The intent of “helping the poor” falls flat when you see Zero increment in the budget for the Mahatma Gandhi National Rural Employment Guarantee Scheme from the current Rs 55,000 crore. The current funding too is inadequate to pay the wages even in this very financial year. States have used the funds and have been demanding more money to pay the pending wages.
On one hand the government promises bullet trains and world-class transport infrastructure, while on the other hand it cuts allocation to Indian Railways that badly needs money. How does it plan to increase the facilities and implement safety features if the existing allocation (which in itself is not adequate) is reduced by whopping Rs 15,000 crore. The budget for Indian Railways has been cut down to Rs 40,000 crore from Rs 55,000 crore.
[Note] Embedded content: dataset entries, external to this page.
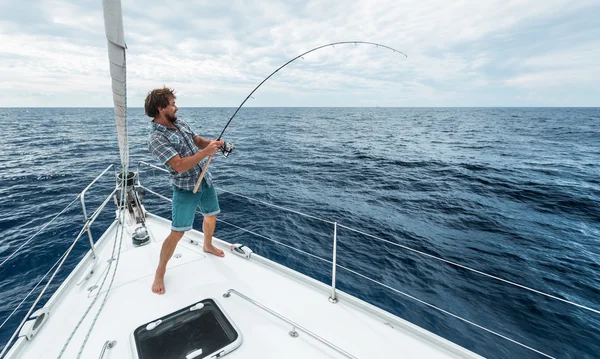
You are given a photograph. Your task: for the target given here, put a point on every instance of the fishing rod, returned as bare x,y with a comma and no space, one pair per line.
227,148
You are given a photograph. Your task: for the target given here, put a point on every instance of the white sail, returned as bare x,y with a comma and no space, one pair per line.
113,25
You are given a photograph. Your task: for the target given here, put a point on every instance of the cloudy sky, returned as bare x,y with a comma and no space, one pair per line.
460,53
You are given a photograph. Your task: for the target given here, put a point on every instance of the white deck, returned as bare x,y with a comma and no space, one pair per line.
352,325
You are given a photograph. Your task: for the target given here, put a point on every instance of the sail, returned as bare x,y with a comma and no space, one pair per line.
113,24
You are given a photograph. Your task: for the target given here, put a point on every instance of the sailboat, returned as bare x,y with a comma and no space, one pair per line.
242,305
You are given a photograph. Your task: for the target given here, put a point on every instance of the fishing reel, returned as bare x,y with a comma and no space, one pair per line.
227,149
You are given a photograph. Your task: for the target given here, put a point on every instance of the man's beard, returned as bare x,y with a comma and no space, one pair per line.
171,119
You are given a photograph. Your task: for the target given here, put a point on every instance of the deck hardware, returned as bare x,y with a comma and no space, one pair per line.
295,325
196,353
140,236
109,344
32,326
197,307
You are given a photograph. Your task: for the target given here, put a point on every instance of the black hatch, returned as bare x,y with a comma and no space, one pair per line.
201,330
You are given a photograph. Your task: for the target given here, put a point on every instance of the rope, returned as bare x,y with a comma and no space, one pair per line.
43,291
38,232
62,351
31,291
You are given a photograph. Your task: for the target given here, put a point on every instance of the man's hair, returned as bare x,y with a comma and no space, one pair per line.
157,98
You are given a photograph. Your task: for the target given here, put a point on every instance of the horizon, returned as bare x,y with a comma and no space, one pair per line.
462,54
235,107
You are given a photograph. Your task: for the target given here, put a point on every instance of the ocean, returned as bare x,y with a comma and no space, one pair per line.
512,192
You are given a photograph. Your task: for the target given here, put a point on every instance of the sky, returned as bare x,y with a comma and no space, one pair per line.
53,53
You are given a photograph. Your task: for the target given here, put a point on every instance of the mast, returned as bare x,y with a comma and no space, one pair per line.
113,25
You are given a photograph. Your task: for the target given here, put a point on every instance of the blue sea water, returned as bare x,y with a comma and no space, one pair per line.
513,192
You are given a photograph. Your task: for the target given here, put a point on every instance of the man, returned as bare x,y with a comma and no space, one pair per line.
176,145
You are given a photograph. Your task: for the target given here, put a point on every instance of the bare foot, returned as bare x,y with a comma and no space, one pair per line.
214,250
158,286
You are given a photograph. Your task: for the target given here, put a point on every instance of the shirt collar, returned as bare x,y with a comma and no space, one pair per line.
160,128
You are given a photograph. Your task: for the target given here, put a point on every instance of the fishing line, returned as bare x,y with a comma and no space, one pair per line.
301,56
227,148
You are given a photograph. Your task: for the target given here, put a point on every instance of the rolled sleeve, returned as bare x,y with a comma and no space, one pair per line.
160,147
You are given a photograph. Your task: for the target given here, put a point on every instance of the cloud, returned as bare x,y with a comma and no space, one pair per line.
461,53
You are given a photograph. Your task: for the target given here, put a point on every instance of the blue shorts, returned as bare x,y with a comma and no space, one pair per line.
185,203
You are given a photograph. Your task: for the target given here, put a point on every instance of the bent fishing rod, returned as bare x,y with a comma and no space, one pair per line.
228,148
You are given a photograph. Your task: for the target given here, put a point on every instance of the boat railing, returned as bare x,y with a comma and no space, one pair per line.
295,325
89,220
333,297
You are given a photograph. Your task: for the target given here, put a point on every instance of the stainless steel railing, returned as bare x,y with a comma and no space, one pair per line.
294,324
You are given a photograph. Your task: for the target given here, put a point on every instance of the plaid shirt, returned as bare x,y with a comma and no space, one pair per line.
165,143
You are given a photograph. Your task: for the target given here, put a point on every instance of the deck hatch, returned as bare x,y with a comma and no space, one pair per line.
200,330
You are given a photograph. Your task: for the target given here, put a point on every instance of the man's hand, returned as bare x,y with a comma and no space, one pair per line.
213,147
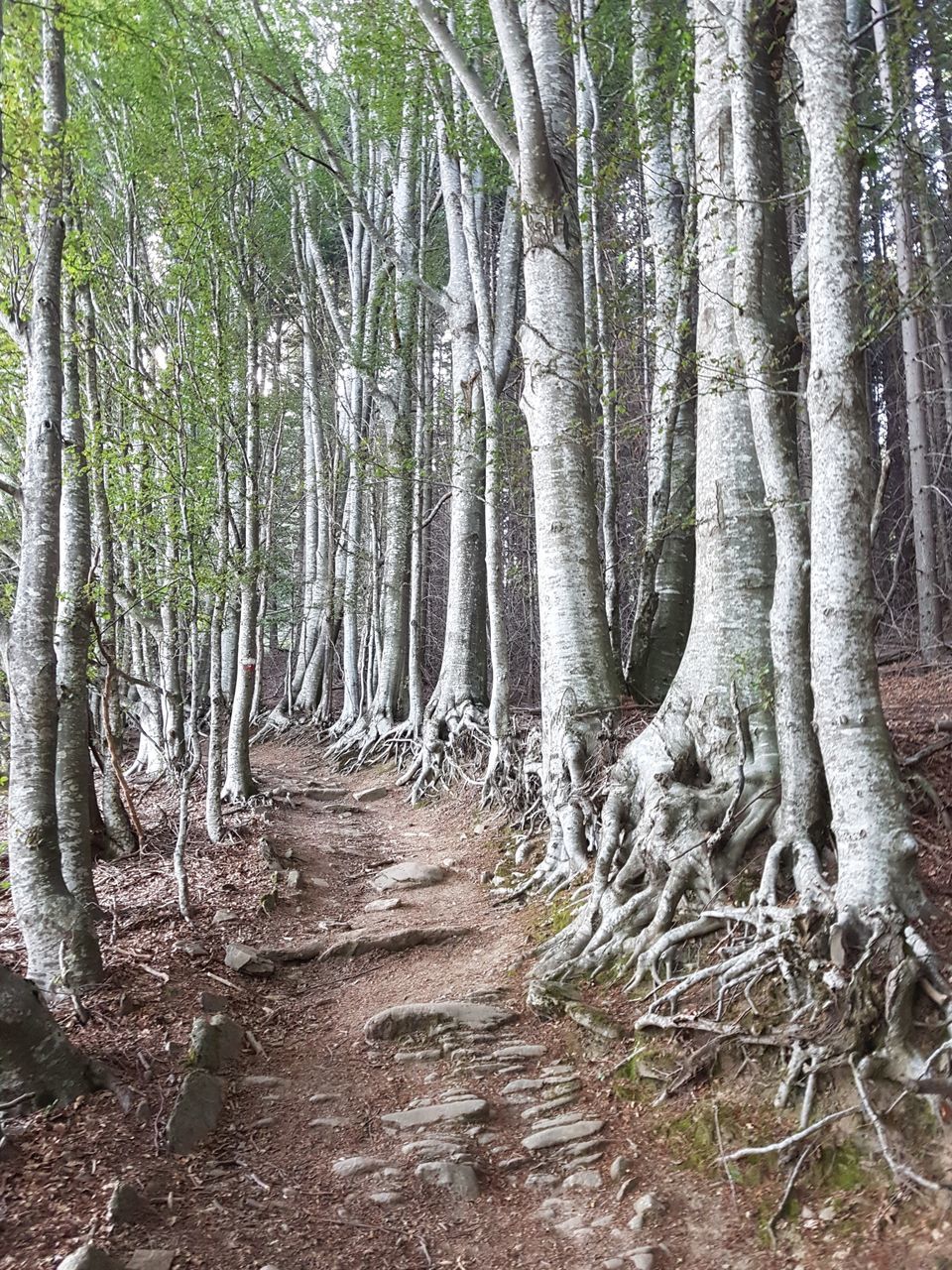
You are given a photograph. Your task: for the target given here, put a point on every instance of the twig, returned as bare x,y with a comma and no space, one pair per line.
787,1189
720,1147
16,1102
898,1170
744,1152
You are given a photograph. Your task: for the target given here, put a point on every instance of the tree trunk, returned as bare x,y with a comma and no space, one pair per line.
73,769
56,928
36,1056
875,847
673,826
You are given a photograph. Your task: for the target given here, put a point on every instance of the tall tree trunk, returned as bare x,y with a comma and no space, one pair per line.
767,334
928,595
673,826
116,817
56,928
73,770
579,683
875,847
666,568
239,781
36,1056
Nevertheless, the government is doing all its bit to market this Budget as pro-poor. But the fact is it serves only the less than one percent richest. Government has miserably failed delivering on its own promises of last four years – creation of jobs, brining back money from Swiss Bank Accounts, doubling farmers’ income. And this Budget looks like a bag full of promises, yet again.
The writer is associated with the Indian National Congress and is a former chairman of the Andhra Pradesh Electronics Corporation.